Le fief de la Masselinaie appartenait initialement à la famille Mailloc. Vers 1430, Marie de Mailloc, veuve de Jean de Tournebu, vendit le domaine à Pierre Cauchon, alors évêque de Lisieux. Ce dernier en fit don à la cathédrale de Lisieux en 1441, marquant ainsi son lien avec l’Église locale. Le manoir, agrandi à plusieurs reprises, conserve des traces de ces transformations architecturales.
Le logis central, entièrement en colombages, date du XVe siècle et présente des particularités comme des portes jumelées et un encorbellement sur sommiers. Deux campagnes d’agrandissement ultérieures, aux dates indéterminées, ajoutèrent des ailes en pierre et colombages, dont l’une présente un pignon en encorbellement aux sommiers obliques. Autour du logis, des dépendances (grange, pressoir, écurie) complètent l’ensemble, témoignant de son usage seigneurial et agricole.
Situé sur le flanc ouest d’un coteau dominant la vallée de l’Orbiquet, le manoir s’intègre dans le paysage du pays d’Auge, à environ 1 km au nord-ouest de l’église Saint-Martin. Son emplacement stratégique et son architecture en font un exemple remarquable du patrimoine rural normand, préservé malgré les siècles.
Les éléments protégés depuis 1928 — façades et toitures — soulignent la valeur historique et esthétique du site.
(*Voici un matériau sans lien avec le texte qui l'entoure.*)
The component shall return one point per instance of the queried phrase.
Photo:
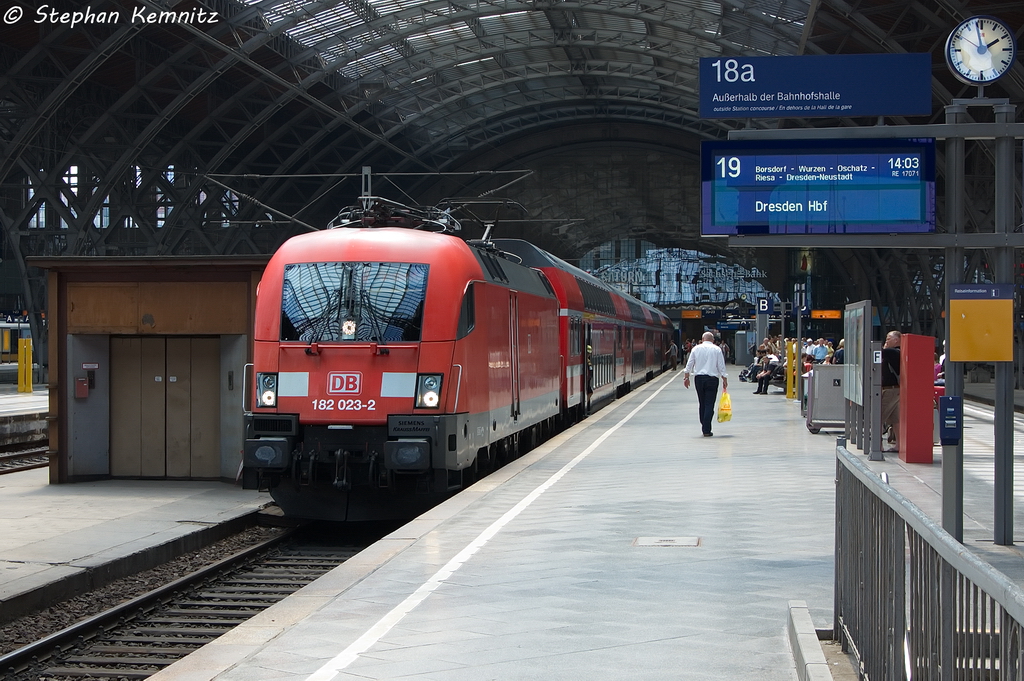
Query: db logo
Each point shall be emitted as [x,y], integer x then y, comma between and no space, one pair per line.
[339,383]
Bien que certaines périodes de construction restent floues, le manoir de la Masselinée incarne l’héritage médiéval de la Normandie, entre pouvoir ecclésiastique et vie seigneuriale.
Aujourd’hui, le manoir reste un témoignage architectural majeur, associé à des figures comme Pierre Cauchon, dont le rôle dans l’histoire locale et religieuse a marqué son destin. Les dépendances environnantes rappellent aussi son fonctionnement passé, entre exploitation agricole et résidence noble.